Now this can sound quite devastating – to feel that one has missed it all! Have I? Have you? Your guess is as good as mine. Never mind, for its only half-time. I have the second half to play still and will hopefully stop LOOKING FORWARD TO. Yes, if I can stop LOOKING FORWARD to, I guess the lessons from the first half would have been well realized.

Oops! There I go, tripped again! Hope you didn't miss the paradox!

2 Comments:

At August 20, 2014 at 9:09 PM , Blogger Steve Correa said...

Dear Sankara,

'Looking Forward to' - how beautiful this awareness is for what as you say represents the first half of your life. Ever since as far back as I can remember, it seems to me ( as part of a belief system I acquired) that 'tomorrow joys' is a just price for not living fully in the here and now. The future holds a promise: acquire this, and you will be happy, acquire that and then you actually will be even more happier.

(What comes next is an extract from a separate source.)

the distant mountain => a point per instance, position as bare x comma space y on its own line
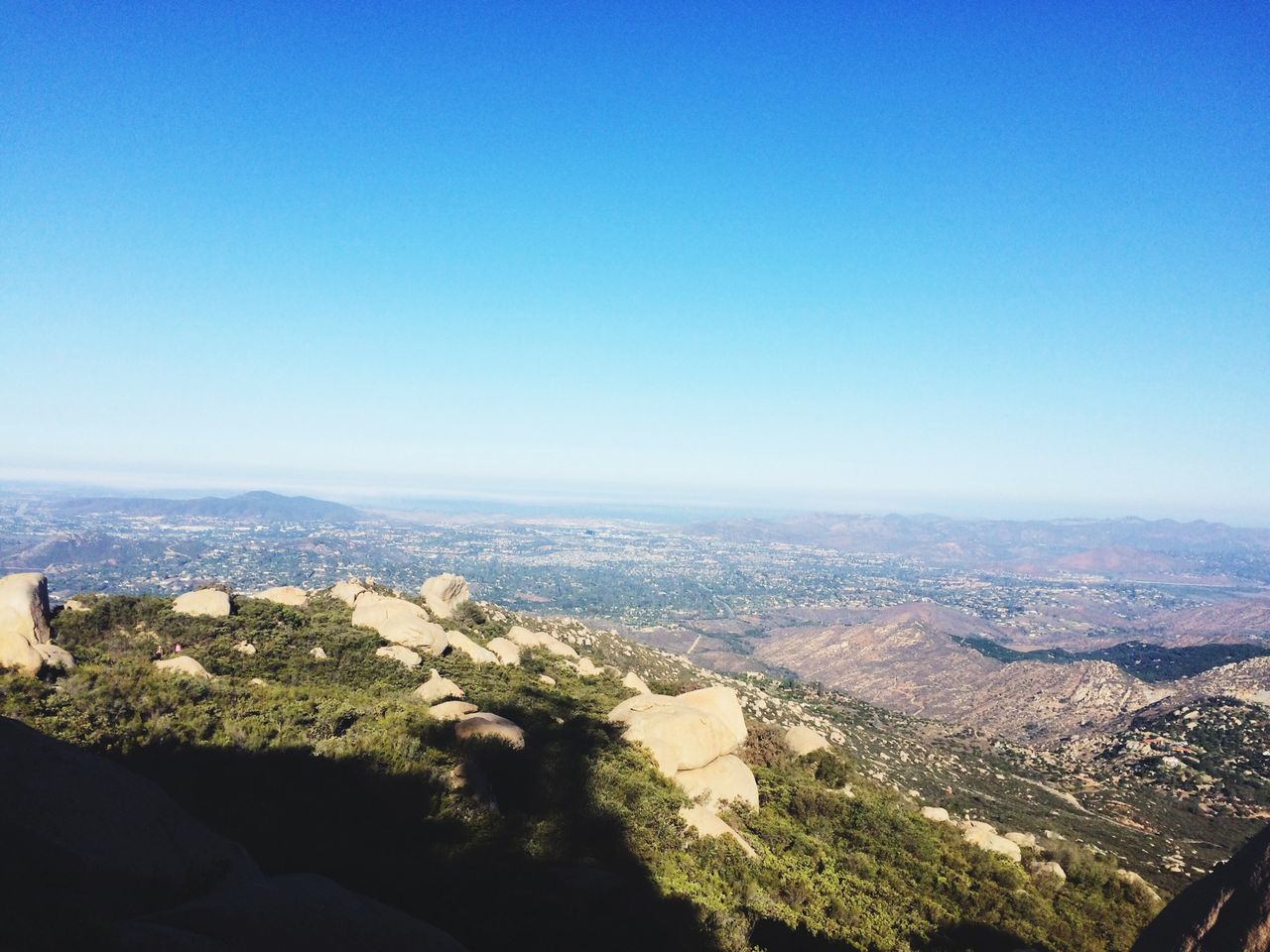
1130, 547
267, 507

Through the long persuit of acqusition one has no lived each moment. Soon to realise that what we seek is a myth ( a fairy tale), what we want, nobody gives ( exactly the way we want it), and what we have we do not value. Yet we go on blind to this moment, for a promised 'tomorrow'. The tomorrow is the 'heaven' of that which is our past, but with the 'hell' taken out. Living either in the past or projecting the past into our future seems to be the major obsession. I find most of us Indians moved by the refrain, " Hum hogne kam yab, ek din' ( we shall overcome, some day). But tomorrow comes, only as today. We only live our todays, each day, one at a time! Our past has come to be lived a day at a time, and so too shall our future. All we have is this day. Our life is eternal: the alpha is the omega. Each is a transition point, like a dot on a line. Like a river, the gangotri is the final distributory - it is one. But when we step into the bank, we see but a milestone of what our life is. Markers - to what we are, but lost to Who am I? Sankara - I wish for you to see today, not as a midpoint, but a new day, each day, for what is the rest of your life: a new dawn. To see each day, with a curosity and wonderment, as existence offers all that she has in a full panoply of her beauty. Accepting what is, rather than Expecting what ought to be.
Thank you for your blog which has triggered this response to you. It is much a reflection on what you have written as well as a reminder to myself to live each day Kingsize. Cheers, Steve

 
At August 26, 2014 at 3:35 AM , Blogger Sankara Narayanan said...

Thank you Steve for taking the time out to share your wonderful comments and encouraging words!
Given the domination of our minds in our lives and the time-space complex that our minds are inextricably linked to, I find living in the present an extremely difficult proposition (while clearly I see that the present is all that is, at any point in time). But I think there in lies the challenge.